A volte sarà un lavoratore sfruttato, a volte sarà l’agricoltore costretto a svendere i suoi prodotti, a volte sarà l’ambiente che risentirà di una produzione surreale e innaturale, a volte, anzi molto spesso, saremo noi con la nostra salute che colmeremo quella differenza di prezzo.
Dietro alla scelta che compiamo tutti i giorni, tre volte al giorno, ossia quella di nutrirci, si cela una grande responsabilità. Ed è nostro dovere informarci, chiedere, scoprire e capire perché sul mercato possiamo trovare prodotti simili a prezzi così diversi.
Questa è la nostra grande responsabilità quotidiana verso la natura, verso il prossimo e verso noi stessi. E assicuro che è la strada primaria per fare la differenza e provare a cambiare le cose. Dal basso, dal piccolo, dal poco ma io credo che questo mondo possiamo ancora migliorarlo.

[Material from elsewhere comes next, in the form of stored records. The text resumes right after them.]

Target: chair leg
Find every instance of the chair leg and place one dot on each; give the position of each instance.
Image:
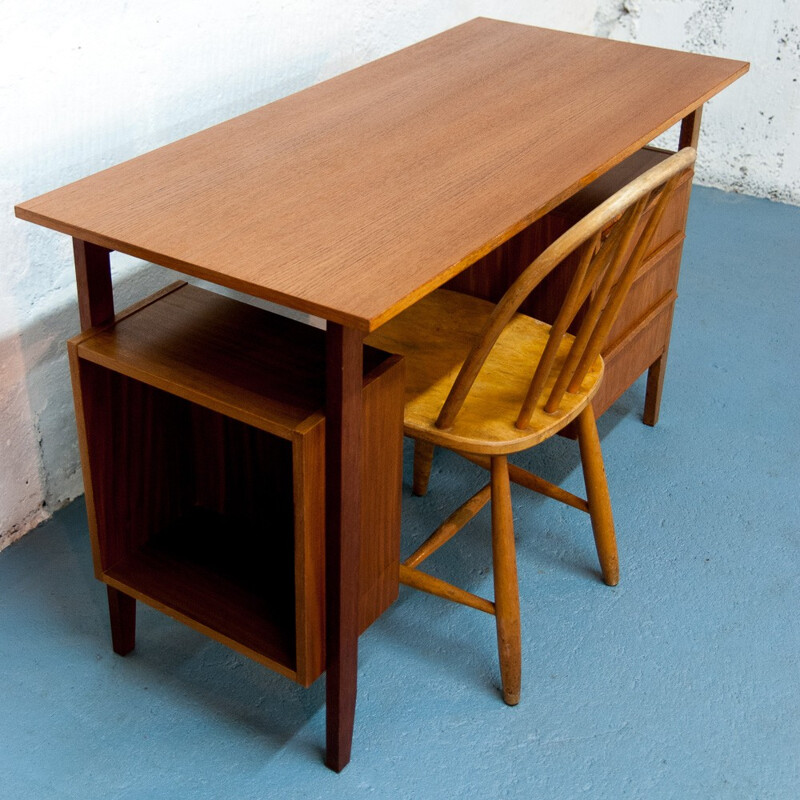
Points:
(506, 589)
(423, 458)
(594, 476)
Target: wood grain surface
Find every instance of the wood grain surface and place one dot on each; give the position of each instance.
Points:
(354, 197)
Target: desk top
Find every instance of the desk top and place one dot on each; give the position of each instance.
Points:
(354, 197)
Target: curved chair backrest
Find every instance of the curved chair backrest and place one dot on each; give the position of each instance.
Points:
(610, 243)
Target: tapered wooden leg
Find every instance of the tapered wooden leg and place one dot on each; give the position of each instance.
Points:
(594, 475)
(122, 611)
(93, 278)
(506, 589)
(423, 459)
(343, 528)
(655, 385)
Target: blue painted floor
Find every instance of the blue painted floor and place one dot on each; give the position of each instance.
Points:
(682, 682)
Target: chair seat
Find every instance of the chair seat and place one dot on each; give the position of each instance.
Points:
(435, 336)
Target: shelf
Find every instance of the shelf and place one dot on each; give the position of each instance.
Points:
(243, 594)
(202, 430)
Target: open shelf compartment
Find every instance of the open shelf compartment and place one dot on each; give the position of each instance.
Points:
(202, 433)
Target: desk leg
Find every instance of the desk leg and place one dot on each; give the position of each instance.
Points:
(343, 530)
(688, 137)
(96, 307)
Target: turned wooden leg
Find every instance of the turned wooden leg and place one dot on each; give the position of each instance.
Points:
(423, 459)
(506, 589)
(594, 475)
(122, 611)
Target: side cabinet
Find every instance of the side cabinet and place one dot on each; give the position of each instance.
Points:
(640, 337)
(202, 433)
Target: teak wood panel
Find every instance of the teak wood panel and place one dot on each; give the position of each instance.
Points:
(355, 197)
(215, 521)
(654, 289)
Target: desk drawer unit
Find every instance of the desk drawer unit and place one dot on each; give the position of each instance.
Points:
(641, 333)
(202, 431)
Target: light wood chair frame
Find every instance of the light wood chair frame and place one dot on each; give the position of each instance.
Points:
(610, 243)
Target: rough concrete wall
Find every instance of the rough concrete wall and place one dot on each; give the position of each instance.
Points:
(749, 137)
(84, 86)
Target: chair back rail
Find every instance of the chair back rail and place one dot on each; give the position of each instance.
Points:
(612, 244)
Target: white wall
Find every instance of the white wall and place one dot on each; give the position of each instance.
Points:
(85, 84)
(749, 138)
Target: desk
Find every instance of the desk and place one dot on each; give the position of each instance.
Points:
(354, 198)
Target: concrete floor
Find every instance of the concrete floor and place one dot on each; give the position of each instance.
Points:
(682, 682)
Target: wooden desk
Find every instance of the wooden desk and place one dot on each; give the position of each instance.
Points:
(355, 197)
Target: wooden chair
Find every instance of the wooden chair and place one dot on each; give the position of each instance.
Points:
(486, 381)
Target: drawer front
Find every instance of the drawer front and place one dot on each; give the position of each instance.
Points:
(626, 362)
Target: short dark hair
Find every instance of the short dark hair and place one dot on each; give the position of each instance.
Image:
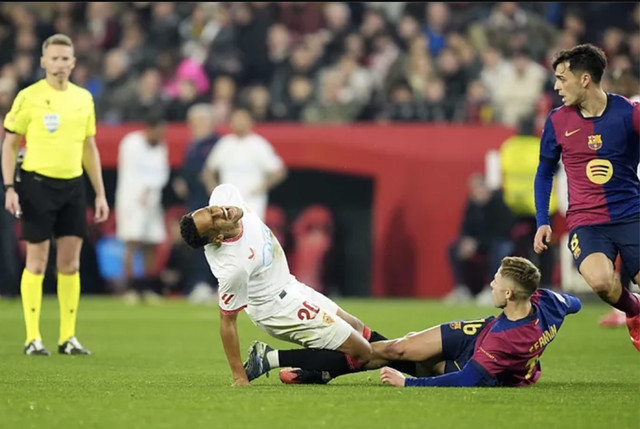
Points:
(189, 232)
(523, 273)
(587, 57)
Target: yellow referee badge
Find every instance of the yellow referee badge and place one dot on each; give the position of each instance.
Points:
(51, 122)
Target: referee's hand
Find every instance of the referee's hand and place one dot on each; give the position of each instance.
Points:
(101, 209)
(12, 203)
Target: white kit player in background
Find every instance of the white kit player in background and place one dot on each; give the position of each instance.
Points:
(143, 171)
(247, 161)
(253, 275)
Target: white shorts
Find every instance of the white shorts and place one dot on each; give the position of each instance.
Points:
(307, 318)
(134, 223)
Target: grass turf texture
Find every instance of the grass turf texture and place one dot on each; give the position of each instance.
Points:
(164, 367)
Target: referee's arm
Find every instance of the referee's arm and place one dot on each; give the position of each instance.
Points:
(9, 154)
(93, 167)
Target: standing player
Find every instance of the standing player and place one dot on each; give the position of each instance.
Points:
(143, 171)
(247, 161)
(57, 119)
(253, 275)
(493, 351)
(597, 135)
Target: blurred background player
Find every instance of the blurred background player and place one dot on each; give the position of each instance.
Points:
(484, 240)
(596, 133)
(247, 161)
(143, 171)
(202, 121)
(57, 119)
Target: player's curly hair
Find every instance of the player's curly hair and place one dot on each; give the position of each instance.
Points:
(523, 272)
(585, 57)
(189, 232)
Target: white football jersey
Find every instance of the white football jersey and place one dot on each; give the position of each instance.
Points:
(251, 268)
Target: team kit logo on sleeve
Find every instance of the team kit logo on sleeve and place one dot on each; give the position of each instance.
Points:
(575, 246)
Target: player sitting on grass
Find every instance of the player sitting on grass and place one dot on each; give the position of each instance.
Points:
(494, 351)
(253, 275)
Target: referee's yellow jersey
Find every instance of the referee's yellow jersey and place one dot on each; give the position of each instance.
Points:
(55, 125)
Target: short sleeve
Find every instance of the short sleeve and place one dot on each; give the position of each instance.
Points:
(549, 148)
(562, 303)
(17, 120)
(226, 194)
(91, 120)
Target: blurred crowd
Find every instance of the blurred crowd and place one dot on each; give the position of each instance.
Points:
(320, 61)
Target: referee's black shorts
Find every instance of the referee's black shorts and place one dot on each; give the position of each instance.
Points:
(51, 207)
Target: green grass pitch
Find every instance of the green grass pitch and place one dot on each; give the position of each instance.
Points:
(164, 367)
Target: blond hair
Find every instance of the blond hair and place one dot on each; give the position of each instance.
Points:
(524, 274)
(57, 39)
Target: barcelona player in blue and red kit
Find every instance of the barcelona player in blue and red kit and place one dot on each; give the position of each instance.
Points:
(597, 136)
(496, 351)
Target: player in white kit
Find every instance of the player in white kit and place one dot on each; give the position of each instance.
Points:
(253, 274)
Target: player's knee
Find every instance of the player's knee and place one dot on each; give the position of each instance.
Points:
(396, 350)
(351, 320)
(68, 266)
(601, 283)
(363, 354)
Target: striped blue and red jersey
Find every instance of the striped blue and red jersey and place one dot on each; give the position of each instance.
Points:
(600, 157)
(507, 352)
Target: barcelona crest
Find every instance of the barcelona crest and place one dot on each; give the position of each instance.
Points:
(595, 141)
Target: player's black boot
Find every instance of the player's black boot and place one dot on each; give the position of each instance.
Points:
(304, 376)
(36, 348)
(72, 347)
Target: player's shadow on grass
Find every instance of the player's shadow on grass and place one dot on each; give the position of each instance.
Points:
(573, 385)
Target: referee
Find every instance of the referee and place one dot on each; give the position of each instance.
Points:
(58, 121)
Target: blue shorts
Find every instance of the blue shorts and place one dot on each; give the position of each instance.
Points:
(622, 236)
(459, 341)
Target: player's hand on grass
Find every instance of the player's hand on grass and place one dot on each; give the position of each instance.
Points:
(392, 376)
(12, 203)
(101, 209)
(241, 382)
(543, 236)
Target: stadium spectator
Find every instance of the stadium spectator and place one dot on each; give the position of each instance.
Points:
(143, 171)
(484, 240)
(519, 89)
(600, 229)
(118, 87)
(247, 161)
(147, 95)
(188, 186)
(50, 196)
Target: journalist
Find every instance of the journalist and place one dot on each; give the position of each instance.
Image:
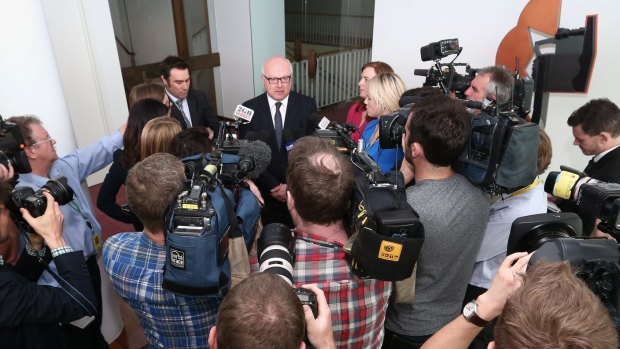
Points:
(382, 97)
(263, 311)
(31, 314)
(547, 306)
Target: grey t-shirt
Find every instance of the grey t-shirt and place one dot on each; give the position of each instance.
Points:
(454, 214)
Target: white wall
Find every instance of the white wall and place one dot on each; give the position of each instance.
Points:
(267, 17)
(401, 27)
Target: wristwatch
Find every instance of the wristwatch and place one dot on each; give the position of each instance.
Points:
(470, 313)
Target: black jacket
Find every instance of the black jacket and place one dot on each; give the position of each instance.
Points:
(30, 313)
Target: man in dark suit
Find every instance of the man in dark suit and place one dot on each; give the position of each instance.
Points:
(191, 107)
(596, 128)
(280, 117)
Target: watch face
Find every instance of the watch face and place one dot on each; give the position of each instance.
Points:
(470, 309)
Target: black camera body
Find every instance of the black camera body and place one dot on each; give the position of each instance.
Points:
(555, 237)
(12, 147)
(35, 202)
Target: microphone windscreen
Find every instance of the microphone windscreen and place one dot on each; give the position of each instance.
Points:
(260, 152)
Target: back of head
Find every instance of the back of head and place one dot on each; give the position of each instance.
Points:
(191, 141)
(442, 126)
(172, 62)
(379, 67)
(142, 112)
(320, 180)
(152, 185)
(596, 116)
(386, 90)
(261, 312)
(501, 83)
(157, 136)
(23, 124)
(554, 309)
(146, 90)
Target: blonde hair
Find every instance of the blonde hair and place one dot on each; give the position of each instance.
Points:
(157, 136)
(146, 90)
(385, 89)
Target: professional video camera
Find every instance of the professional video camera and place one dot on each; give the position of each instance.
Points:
(593, 198)
(445, 76)
(555, 237)
(276, 255)
(12, 147)
(35, 202)
(204, 219)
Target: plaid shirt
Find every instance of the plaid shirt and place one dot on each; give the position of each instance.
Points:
(358, 306)
(135, 266)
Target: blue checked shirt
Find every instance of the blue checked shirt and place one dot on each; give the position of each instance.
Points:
(135, 265)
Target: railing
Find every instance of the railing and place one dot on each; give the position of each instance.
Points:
(336, 77)
(331, 30)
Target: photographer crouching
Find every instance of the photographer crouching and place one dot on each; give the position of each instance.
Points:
(29, 313)
(320, 186)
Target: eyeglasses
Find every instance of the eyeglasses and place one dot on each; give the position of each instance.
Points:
(273, 81)
(49, 139)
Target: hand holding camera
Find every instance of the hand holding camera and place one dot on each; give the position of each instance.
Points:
(319, 326)
(48, 225)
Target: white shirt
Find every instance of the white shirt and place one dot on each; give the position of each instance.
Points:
(272, 106)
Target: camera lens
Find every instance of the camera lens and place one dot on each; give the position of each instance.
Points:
(276, 249)
(59, 189)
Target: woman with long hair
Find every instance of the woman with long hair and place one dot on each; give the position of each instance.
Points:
(357, 115)
(383, 94)
(123, 159)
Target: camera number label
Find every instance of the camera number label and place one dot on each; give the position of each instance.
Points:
(390, 251)
(177, 258)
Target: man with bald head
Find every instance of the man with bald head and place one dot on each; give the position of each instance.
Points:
(281, 116)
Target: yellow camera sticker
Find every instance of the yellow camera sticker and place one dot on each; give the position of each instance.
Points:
(390, 251)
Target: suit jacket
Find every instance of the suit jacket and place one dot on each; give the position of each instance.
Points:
(200, 111)
(297, 124)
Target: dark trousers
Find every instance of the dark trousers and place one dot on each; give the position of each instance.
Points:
(90, 336)
(486, 335)
(393, 340)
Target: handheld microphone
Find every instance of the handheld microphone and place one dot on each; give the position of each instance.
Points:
(259, 151)
(243, 113)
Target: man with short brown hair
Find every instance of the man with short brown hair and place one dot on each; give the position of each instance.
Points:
(320, 186)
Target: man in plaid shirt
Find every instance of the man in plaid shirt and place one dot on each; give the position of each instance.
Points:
(134, 261)
(320, 183)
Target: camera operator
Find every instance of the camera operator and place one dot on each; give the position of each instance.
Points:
(596, 128)
(135, 261)
(29, 313)
(320, 187)
(491, 85)
(263, 311)
(503, 211)
(454, 214)
(547, 307)
(83, 230)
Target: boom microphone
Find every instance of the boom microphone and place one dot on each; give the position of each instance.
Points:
(259, 151)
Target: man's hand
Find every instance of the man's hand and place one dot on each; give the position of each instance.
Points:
(6, 173)
(49, 225)
(507, 280)
(320, 332)
(279, 192)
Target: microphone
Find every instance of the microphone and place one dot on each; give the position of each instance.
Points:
(257, 150)
(243, 113)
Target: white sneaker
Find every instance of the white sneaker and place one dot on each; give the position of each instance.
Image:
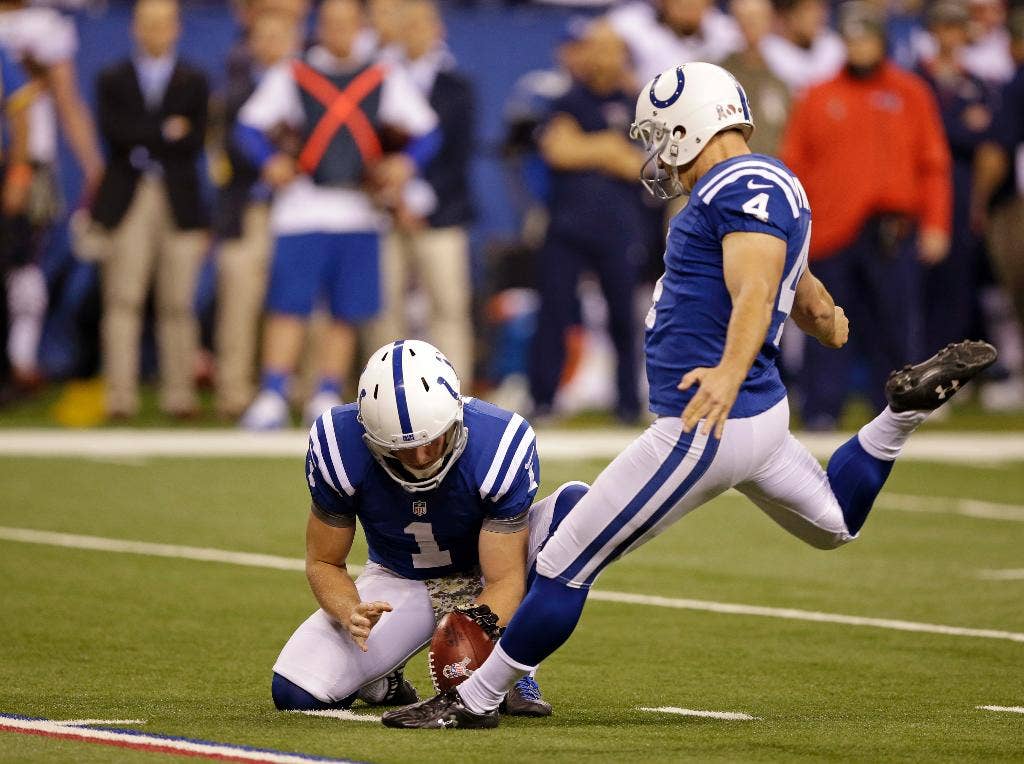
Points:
(267, 412)
(318, 404)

Ho avuto due figli in questi ultimi cinque anni ed è per loro che voglio continuare questo lavoro fisicamente pesante e spesso psicologicamente estenuante. Ma ritengo che l’agricoltura e il cibo possano essere una strada privilegiata nel renderci persone migliori, più consapevoli del mondo che ci circonda, più consapevoli delle conseguenze delle nostre scelte, tornando ad un antico legame che da sempre mette in comunicazione l’essere umano a questa bella terra.
Ecco perché fare l’agricoltore oggi.